FARMLAND VALUES AND INTEREST RATES
Farm real estate values increased in the first quarter at a pace similar to recent quarters, they said. The value of all types of agricultural real estate in the District was about 20% higher than a year ago, which was similar to the previous quarter and followed several periods of mounting increases.
Following a sharp rise in the value of non-irrigated farmland at the end of 2021, values increased about 5% from the previous quarter, which was a rate similar to the average over the past year, the report said.
Strength in farm real estate values was consistent across all states in the District, the Bank report said. The value of all land types increased by at least 15% from a year ago in all states.
The increase in non-irrigated and irrigated cropland values was most notable in the Mountain States and Kansas, while the rise in ranchland values was highest in Nebraska, the economists said.
After a year of rapid growth in farm real estate values, gains in cash rents also accelerated, they said. Cash rents for all types of land in the District were about 15% higher than a year ago, the fastest increase since 2013.
As landowners likely began to adjust rental rates along with growth in land values, leasing costs increased from the previous quarter at a notably quicker pace than previous periods, the report said.
The average rate for farm real estate loans increased during the late-March survey period, tracking the increase in the federal funds rate.
CATTLE, BEEF RECAP
The USDA reported formula and contract base prices for live FOB steers and heifers this week ranged from $143.30 to $143.60 per cwt, compared with last week’s range of $140.00 to $158.23. FOB dressed steers, and heifers went for $222.11 to $222.52 per cwt, versus $220.11 to $225.73.

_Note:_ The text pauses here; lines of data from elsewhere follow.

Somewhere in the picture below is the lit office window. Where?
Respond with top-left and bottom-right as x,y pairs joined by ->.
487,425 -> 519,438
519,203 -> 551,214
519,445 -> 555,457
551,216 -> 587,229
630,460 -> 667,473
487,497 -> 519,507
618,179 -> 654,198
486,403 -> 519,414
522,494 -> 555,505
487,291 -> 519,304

The USDA choice cutout Monday was up $1.36 per cwt at $260.31, while select was up $1.77 at $245.67. The choice/select spread narrowed to $14.64 from $15.05 with 60 loads of fabricated product and 35 loads of trimmings and grinds sold into the spot market.

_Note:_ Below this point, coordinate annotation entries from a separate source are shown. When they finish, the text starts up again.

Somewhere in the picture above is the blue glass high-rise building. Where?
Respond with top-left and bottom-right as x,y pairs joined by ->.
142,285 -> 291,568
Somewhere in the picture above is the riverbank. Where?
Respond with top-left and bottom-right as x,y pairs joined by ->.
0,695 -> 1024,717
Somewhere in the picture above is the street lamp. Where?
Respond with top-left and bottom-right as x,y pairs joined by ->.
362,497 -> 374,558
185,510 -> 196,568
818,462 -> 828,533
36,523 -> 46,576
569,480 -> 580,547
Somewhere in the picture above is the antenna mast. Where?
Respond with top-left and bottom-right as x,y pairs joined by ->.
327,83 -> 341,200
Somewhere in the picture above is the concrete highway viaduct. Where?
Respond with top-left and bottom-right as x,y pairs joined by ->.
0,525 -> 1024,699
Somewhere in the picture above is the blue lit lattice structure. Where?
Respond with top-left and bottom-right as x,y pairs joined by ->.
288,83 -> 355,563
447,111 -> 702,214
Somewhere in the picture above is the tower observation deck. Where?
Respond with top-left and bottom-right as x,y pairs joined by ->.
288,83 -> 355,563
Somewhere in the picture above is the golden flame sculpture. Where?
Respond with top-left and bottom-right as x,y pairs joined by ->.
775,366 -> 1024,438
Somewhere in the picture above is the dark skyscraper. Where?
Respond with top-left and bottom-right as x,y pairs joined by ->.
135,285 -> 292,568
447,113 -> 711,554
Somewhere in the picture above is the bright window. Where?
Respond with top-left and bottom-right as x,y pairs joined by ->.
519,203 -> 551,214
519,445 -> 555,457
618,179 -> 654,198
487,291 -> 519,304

The USDA reported that basis bids for corn from feeders in the Southern Plains were unchanged at $1.55 to $1.65 a bushel over the Jul futures and for southwest Kansas were steady at even the Jul, which settled at $8.09 1/2 a bushel, up $0.28 1/4.
The CME Feeder Cattle Index for the seven days ended Friday was $156.00 per cwt down $0.36. This compares with Monday’s May contract settlement of $157.40, down $0.47.